Según información heredada puede haber un nivel de memoria genética y según información adquirida, hay memoria adquirida que a su vez tiene tres niveles según momento de grabación y duración de la misma; estos son: de memoria inmediata, memoria reciente y memoria remota. La herencia tiene su base bioquímica en los cromosomas celulares que transmiten caracteres genéticos de progenitores a descendientes, mencionándose 22 aminoácidos básicos responsables del “código genético”. La memoria inmediata es susceptible de perderse fácilmente, no así la memoria reciente. La memoria remota persiste a daños severos del cerebro. Se ha observado en experiencias controladas con electroencefalógrafos que el hipocampo está implicado en memoria reciente; el hipotálamo en mantenimiento y retención de memoria, y los tejidos hipocampales de los lóbulos temporales en memoria duradera. Por otra parte, la terapia clínica relata casos de amnesia tales como la anterógrada (olvido posterior a un ‘shock’), la retrógrada (antes del ‘shock’) y su combinación retroanterógrada (olvido antes, durante y después del ‘shock’). En todo caso la memoria remota es difícilmente afectada, al menos en sus trazos generales. La recuperación de memoria es gradual, primero en imágenes aisladas que se van completando, hasta aparecer fi­nalmente los actos de reconocimiento con permanencia. La na­­turaleza del engrama estable se desconoce totalmente, pero su resistencia al electroshock y concusión, hace presumir su ba­­se en un cambio bioquímico en el núcleo celular, en el arn. El uso de drogas que facilitan la rememoración o grabación como cafeína, ni­cotina, anfetamina, o que inhiben memoria co­­­mo la puromicina, hacen ver la alteración química. La elec­tro­gra­­fía cerebral por último, rescata las ondas eléctricas del tra­­ba­­jo celular, evidenciándose la base elec­tro­quí­mica del fenóme­no.



Mecanismos de memoria

Ciertas conexiones neuronales, explicarían los niveles inmediatos y recientes por reverberación: el refuerzo de grabación, la asociación lateral y el olvido. Esto porque axones descendentes de las células piramidales mayores emiten cola­te­rales que retroalimentan con neuronas de asociación, a las den­dritas originales. Las colaterales recurrentes conectan además, con neuronas vecinas que asocian otra información y con una inhibitoria que vuelven a la neurona original. Estas fibras profundas reciben fibras talámicas específicas y no específicas, que terminan en la primera y cuarta capa de corteza.
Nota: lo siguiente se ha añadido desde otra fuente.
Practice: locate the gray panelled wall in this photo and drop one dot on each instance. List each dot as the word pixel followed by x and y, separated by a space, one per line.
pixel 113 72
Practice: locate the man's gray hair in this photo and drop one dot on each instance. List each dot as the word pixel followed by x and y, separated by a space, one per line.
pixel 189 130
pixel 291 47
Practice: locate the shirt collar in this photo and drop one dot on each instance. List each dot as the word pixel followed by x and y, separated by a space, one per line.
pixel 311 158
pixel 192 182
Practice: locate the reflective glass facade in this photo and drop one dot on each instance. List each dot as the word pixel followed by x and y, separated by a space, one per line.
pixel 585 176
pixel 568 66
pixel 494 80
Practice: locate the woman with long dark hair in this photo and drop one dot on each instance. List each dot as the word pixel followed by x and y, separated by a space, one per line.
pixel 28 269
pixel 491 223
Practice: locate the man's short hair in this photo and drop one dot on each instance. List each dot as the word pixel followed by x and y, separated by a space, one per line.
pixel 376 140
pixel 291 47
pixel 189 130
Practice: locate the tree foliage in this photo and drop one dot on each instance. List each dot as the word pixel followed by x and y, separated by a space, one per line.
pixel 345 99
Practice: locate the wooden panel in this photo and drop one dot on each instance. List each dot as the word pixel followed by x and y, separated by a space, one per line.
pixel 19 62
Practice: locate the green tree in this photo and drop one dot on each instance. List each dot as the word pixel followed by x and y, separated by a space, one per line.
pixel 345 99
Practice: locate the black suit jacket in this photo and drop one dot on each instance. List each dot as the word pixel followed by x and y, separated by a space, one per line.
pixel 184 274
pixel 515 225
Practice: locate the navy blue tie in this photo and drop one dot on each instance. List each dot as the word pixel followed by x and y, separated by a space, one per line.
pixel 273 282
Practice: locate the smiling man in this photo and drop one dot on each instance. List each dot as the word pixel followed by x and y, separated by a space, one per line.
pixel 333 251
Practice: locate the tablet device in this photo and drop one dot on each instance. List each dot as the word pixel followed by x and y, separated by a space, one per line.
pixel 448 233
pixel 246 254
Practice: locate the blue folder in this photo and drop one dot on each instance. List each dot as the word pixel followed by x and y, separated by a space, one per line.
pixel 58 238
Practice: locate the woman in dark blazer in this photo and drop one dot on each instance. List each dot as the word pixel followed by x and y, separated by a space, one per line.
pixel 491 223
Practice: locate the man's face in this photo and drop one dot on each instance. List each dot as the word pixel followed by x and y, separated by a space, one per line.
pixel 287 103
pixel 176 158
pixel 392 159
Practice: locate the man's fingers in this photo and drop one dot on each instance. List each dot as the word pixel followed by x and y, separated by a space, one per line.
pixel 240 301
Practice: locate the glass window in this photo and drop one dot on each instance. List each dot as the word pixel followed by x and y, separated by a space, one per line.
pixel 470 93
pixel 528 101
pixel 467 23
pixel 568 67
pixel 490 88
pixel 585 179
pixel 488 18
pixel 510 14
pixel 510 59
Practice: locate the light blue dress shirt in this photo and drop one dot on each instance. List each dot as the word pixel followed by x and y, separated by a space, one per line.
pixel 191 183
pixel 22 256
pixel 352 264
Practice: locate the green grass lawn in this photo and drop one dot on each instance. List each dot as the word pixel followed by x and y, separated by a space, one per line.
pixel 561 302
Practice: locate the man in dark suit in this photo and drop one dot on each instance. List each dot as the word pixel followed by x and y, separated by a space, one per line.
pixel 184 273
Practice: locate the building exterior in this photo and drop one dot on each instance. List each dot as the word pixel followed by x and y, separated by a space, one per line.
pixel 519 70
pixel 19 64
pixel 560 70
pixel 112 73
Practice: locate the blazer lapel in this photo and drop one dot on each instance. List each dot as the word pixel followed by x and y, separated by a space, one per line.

Hay indicios de la participación del hipocampo en la memoria reciente y cifrado de memoria, así es que en él podría haber una “recolección” que se distribuiría por la conexión anatómica del circuito cerrado que con tálamo y amígdala, incluye las áreas frontales de corteza. La información podría llegar aquí a seguir una distribución cortical y su almacenaje definitivo, teniendo en cuenta que el lóbulo frontal está mencionado como importante para tareas de abstracción y también relacionado con la conducta emotiva. Habría así, un “recolector”, “distribuidores” y “almacenado” en la información. Por su parte, el tálamo se conecta con la formación re­ticular. Por esta formación pasan vías no específicas y específicas (o vías clásicas) que llevan información a difundirse en la corteza. Este sería el circuito sensorio directo o memoria que estaría estrechamente ligado a los niveles de trabajo del sistema nervioso y podría explicar el me­­jor grabado de memoria en vigilia. La difusión que podría hacerse a tra­vés de tálamo (sistema reticular activador) sería una vía indirecta de base límbica, que daría el sustrato emotivo a toda actividad mnémica. La hipótesis en torno a la difusión específica que podría hacer la sustancia reticular, explicaría una distribución de estímulos muy variada. La interconexión entre lóbulos, explicaría las com­bi­naciones posibles de efectuarse (por ejemplo frontal con occipital y temporal, y como en temporal se relacionan tacto y vista, el fenómeno de estereognosis sería base de un tipo de rememoración al par que de traducción de impulsos). Un punto problemático es el cifrado y discriminación del dato: ¿es que a memoria llega imagen, o ésta se forma allí y se graba? Tal pregunta es difícil de responder en la actualidad. El “circuito interno” hace que se pien­se y se recuerden los pensamientos propios, o se recuer­den imágenes de sueños y ensueños. Estos impulsos se origi­na­rían en neocortex, por ejemplo, y por transmisión de axones (sustancia blanca) se relacionaría con otras áreas corticales; o podría también intervenir el tálamo y sustancia reticular. Como se verá más adelante (niveles de conciencia) la participación de ésta, es fundamental para activar y mantener la vigilia, nivel indispensable para el aprendizaje complejo.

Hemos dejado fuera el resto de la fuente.